Anna enmudeció de pronto; sus ojos expresaron el espanto y levantó los brazos como para parar un golpe; acababa de reconocer a su esposo.

—No, no —dijo vivamente—; no lo temo; lo que temo es la muerte. Acércate, Alexiéi; mi prisa es porque el tiempo me falta; solo me quedan algunos minutos de vida, y cuando la fiebre se apodere de mí, ya no comprenderé nada…, ahora lo comprendo y lo veo todo.

El semblante arrugado de Alexiéi Alexándrovich expresó una profunda pena; quiso hablar, pero su labio inferior temblaba de tal modo que no pudo articular una palabra, y apenas le permitió su emoción mirar a la moribunda. Le cogió la mano, y cada vez que volvía la cabeza hacia ella, veía sus ojos fijos en él, con una expresión de admiración y tanta ternura que nunca había conocido.

—Espera —murmuró—, tú no sabes…, espera, espera…

Aquí se detuvo como para coordinar sus ideas.

—Sí —continuó—, sí, sí; he aquí lo que deseaba decirte. No te extrañes; siempre soy la misma…; pero en mí hay otra que me da miedo, y ella es la que lo amó a él; yo quería odiarte y no podía olvidar lo que era en otro tiempo. Ahora soy yo toda entera, yo, no la otra. Me muero, ya lo sé; pregúntaselo a él. Ahí está; con los pesos terribles en las manos, en los pies y en los dedos. ¡Qué enormes son mis dedos!… Pero todo acabará pronto… Solo una cosa es indispensable para mí, y es que me perdones del todo. Soy criminal, pero el aya de Seriozha me ha dicho que una santa mártir…, ¿cómo se llamaba?…, era peor que yo. Iré a Roma; allí hay un desierto y no molestaré a nadie; solo me acompañarán Seriozha y la niña… ¡No, tú no puedes perdonarme!… ¡Sé que es imposible! ¡Vete, vete; eres demasiado perfecto!

Al pronunciar estas palabras, lo retenía con una de sus manos abrasadoras, desviándolo con la otra.

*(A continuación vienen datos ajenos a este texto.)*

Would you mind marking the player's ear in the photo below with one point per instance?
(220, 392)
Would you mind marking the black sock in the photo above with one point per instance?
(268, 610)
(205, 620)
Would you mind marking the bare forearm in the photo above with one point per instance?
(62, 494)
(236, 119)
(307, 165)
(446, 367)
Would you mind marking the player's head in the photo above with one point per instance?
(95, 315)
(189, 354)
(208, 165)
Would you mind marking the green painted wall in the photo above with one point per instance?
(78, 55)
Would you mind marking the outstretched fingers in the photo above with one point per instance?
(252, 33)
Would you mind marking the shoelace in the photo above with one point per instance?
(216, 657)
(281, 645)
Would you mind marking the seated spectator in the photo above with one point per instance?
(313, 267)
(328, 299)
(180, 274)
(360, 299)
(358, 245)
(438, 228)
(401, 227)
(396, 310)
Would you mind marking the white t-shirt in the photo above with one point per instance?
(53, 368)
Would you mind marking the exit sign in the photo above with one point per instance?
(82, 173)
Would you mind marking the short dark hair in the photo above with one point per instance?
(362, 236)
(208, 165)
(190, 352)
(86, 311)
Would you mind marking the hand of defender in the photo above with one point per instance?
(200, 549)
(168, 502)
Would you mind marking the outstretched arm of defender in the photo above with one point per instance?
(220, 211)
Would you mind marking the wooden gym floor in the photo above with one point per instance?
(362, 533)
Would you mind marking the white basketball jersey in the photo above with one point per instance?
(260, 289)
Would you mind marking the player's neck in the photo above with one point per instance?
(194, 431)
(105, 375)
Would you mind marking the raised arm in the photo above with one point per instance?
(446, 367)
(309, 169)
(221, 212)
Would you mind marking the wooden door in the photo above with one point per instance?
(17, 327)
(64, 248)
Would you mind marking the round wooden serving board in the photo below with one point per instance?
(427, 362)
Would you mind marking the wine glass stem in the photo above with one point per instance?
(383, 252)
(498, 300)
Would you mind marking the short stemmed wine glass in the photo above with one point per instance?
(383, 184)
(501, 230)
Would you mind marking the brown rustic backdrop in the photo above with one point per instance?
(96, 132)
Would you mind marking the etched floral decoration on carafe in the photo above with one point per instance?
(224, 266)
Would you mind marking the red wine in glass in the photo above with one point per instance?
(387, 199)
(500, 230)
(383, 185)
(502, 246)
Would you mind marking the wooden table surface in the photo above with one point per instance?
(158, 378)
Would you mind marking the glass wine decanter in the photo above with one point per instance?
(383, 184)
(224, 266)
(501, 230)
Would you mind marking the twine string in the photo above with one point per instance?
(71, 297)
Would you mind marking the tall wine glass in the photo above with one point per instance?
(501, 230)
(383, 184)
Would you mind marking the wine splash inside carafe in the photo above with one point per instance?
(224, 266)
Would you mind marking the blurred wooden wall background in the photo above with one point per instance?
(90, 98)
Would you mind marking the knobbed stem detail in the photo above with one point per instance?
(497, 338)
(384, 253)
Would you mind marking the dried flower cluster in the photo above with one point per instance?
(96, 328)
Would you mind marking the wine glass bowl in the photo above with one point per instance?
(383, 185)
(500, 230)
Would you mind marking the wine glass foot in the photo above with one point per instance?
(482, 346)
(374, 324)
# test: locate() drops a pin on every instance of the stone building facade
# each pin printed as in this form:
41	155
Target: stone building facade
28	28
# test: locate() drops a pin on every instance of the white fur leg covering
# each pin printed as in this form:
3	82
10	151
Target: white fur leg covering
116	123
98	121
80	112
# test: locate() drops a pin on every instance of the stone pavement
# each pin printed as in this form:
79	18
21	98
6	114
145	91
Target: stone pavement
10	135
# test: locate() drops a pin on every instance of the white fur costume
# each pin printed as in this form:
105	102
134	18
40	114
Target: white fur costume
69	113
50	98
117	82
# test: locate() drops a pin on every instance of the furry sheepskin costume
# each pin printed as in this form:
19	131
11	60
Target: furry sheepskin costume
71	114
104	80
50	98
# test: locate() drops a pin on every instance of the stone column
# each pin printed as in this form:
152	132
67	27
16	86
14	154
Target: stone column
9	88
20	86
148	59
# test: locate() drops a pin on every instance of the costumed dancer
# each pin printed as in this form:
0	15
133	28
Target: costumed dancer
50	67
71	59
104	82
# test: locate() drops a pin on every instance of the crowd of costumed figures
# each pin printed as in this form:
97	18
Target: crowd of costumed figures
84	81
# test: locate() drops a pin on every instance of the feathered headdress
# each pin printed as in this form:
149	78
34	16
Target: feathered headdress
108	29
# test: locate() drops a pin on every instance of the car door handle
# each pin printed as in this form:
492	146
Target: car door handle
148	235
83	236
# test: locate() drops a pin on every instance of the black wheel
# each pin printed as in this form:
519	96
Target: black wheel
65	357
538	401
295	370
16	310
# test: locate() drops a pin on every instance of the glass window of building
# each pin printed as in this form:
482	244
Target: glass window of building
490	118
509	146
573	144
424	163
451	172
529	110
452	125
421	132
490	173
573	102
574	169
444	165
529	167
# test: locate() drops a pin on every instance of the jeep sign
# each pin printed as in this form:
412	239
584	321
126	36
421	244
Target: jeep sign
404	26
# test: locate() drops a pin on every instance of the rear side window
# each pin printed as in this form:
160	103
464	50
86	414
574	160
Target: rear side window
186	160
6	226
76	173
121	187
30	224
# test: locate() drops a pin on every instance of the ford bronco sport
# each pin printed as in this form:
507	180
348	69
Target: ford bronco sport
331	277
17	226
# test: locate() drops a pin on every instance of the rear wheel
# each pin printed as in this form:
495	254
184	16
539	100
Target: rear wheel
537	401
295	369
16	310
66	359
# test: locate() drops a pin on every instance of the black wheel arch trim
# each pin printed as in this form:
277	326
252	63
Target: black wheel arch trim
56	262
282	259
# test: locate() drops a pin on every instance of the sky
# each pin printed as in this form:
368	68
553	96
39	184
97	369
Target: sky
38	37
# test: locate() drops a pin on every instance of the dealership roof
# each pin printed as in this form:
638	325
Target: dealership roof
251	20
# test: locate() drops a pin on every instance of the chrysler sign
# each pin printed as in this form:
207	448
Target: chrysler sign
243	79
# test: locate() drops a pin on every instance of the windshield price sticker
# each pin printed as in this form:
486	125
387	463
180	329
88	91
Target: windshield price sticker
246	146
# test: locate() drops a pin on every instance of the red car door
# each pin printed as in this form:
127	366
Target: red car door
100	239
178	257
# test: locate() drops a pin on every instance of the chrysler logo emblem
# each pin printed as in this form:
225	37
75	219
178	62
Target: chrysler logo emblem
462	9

La emoción de Alexiéi Alexándrovich llegó a ser tan fuerte que, perdiendo toda su energía, le pareció que esta calma se convertía en una tranquilidad moral para él, nueva y desconocida. No había creído que aquella ley cristiana que él tomaba por guía lo mandara perdonar y amar a sus enemigos; y, sin embargo, el sentimiento del amor y del perdón llenaba su alma. Arrodillado junto al lecho, con la frente apoyada en aquel brazo, cuya fiebre le abrasaba el rostro, sollozaba como un niño.